February 2, 2018
The insurance industry is constantly changing to accommodate complicated new regulations and a changing competitive landscape. As data-driven insights become increasingly precise and personal, insurance companies are able to offer more customized products to consumers with greater efficiency. That efficiency, however, is contingent on critical components: data quality, organization, and management. Additionally, increasingly available diversity of data coupled with a rapid pace of advancements in the ways to organize and analyze it, allow insurers to discover opportunities and tune existing propositions.
Although there are more technological innovations available than ever before to minimize risk and maximize profitability, manual processes and paper still permeate the industry’s business practices. Unstructured documents such as Word, faxes, PDFs, and spreadsheets are widely used as key inputs and systems for core business activities.
Some of the biggest challenges organizations face when it comes to unstructured data include:
Managing and extracting value from the influx of unstructured data
Processing these huge volumes of data as quickly as possible
Finding new and innovative technologies within their industry
Even with their ease of development and deployment, managing vast amounts of data without error or consequence is very difficult with basic tools (like spreadsheets) because they are a modeling and reporting tool, not a business system. Narrative-based documents are helpful for client-facing input processes but they have proven challenging to date to get machine-scale access to the data locked inside of them.
Most companies underestimate their reliance on using these tools to run their insurance programs, appreciate the operational risks of doing so or see the clear business case of abandoning the status quo. If something isn’t clearly broken, why change? The reality is that the current approach is functional but at a tipping point.

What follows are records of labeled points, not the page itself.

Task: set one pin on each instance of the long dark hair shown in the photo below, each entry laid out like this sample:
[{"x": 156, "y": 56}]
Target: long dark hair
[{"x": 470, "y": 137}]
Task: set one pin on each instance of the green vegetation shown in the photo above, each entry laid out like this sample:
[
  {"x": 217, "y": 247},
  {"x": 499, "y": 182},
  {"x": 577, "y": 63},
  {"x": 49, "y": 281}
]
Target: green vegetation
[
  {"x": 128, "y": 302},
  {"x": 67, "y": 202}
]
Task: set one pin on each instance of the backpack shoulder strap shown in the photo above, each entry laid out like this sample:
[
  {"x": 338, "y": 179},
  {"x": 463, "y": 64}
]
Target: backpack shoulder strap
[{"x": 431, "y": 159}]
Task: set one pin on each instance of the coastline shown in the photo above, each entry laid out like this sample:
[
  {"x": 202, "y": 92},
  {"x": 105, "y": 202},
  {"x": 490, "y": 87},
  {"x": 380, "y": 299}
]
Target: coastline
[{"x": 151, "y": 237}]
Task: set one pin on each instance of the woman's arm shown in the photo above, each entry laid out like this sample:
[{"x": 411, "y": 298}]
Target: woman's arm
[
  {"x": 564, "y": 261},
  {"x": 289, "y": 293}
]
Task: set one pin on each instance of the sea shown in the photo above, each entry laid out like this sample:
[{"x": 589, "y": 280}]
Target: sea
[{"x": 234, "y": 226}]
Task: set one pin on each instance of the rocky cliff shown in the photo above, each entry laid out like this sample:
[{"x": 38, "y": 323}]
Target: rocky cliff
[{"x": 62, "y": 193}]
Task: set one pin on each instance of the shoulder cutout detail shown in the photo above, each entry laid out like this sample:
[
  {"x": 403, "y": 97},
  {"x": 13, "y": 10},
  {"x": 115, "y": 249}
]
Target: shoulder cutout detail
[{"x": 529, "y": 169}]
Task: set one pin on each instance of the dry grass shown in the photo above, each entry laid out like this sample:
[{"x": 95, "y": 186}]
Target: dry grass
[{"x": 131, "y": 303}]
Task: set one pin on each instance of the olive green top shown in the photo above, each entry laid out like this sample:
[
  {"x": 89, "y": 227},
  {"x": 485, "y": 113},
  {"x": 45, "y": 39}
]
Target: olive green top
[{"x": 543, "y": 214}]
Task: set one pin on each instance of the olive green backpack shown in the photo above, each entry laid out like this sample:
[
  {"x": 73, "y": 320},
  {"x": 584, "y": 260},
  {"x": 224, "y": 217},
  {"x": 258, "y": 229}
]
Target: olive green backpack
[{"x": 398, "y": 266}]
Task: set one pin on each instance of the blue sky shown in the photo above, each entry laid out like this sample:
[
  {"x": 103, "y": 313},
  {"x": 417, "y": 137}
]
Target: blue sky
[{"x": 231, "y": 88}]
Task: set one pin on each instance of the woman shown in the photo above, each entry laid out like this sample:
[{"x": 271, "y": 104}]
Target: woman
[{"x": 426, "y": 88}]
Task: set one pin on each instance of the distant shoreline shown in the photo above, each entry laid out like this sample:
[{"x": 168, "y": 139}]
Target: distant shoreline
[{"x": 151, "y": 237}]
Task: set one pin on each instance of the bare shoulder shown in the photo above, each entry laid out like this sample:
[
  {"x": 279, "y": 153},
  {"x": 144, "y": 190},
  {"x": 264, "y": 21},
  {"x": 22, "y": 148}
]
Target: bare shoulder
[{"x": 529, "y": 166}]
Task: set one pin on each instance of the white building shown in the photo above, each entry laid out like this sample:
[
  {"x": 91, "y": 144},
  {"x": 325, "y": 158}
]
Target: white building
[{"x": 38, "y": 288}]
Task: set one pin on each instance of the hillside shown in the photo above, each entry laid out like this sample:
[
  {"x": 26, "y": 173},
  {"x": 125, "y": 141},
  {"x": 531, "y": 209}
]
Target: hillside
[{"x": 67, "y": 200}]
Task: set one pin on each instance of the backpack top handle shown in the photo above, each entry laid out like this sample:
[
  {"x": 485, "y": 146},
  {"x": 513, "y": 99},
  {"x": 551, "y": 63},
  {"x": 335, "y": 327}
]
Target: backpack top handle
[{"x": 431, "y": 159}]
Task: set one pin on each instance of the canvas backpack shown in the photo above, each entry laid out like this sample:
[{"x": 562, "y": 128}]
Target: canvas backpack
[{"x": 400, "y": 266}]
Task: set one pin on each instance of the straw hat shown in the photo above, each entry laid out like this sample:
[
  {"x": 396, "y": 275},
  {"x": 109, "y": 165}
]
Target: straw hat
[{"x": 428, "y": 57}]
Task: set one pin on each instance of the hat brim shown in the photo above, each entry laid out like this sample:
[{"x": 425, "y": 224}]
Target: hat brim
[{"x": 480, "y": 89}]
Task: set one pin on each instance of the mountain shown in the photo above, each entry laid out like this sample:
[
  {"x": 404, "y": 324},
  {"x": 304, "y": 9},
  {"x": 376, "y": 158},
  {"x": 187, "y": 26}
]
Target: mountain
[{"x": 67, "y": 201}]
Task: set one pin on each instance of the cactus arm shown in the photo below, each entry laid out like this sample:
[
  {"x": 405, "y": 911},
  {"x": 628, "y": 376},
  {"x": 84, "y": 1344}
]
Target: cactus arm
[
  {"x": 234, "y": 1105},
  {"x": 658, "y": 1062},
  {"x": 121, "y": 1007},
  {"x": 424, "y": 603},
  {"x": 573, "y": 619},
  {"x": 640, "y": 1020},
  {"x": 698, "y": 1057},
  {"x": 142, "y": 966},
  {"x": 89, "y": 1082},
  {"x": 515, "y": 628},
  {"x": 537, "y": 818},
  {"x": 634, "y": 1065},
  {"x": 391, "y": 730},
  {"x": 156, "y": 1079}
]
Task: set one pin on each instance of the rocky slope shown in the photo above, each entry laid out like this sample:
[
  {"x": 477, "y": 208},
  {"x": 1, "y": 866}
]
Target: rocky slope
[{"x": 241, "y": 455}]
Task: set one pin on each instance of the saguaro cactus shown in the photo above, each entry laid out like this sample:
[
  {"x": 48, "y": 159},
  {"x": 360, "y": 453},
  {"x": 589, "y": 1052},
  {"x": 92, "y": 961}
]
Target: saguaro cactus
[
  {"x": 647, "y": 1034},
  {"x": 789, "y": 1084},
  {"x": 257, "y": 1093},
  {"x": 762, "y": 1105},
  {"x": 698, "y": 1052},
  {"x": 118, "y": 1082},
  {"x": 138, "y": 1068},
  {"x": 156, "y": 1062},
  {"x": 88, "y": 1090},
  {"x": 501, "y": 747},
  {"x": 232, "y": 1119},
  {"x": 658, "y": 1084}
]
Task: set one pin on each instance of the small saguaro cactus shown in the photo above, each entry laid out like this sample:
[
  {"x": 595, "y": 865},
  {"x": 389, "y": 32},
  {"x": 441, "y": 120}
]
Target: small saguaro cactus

The insurance industry has made investments over the last few years in business processing re-engineering and implemented Business Process Management (BPM) solutions. As a result, legacy/single-purpose systems are connected, but the solutions still fall short of providing an end-to-end view and are not yet performing straight-through processing (STP).
Manual work and paper persist and we have to step back and ask: why are we stopping this close to the goal line? The reality is that a comprehensive solution has not yet existed until recently to tackle the challenging, costly and risky last mile.
The last mile is exactly where technology bridges the gap between lost opportunities and unfair advantages. And unfair advantages are gained with modern tech advancements, such as machine learning, artificial intelligence, and business process automation.
A particularly interesting example of a company to bridge the gap is Pendo Systems, which is currently working with leading companies in the insurance space to shatter this last mile and drive valuable business outcomes. The Pendo Platform is a powerful suite that covers such use cases as Loan Lineage, Mortgage Risk Modeling, Derisking a Risk Model, Commercial Submissions, and Loan Servicing Agreements.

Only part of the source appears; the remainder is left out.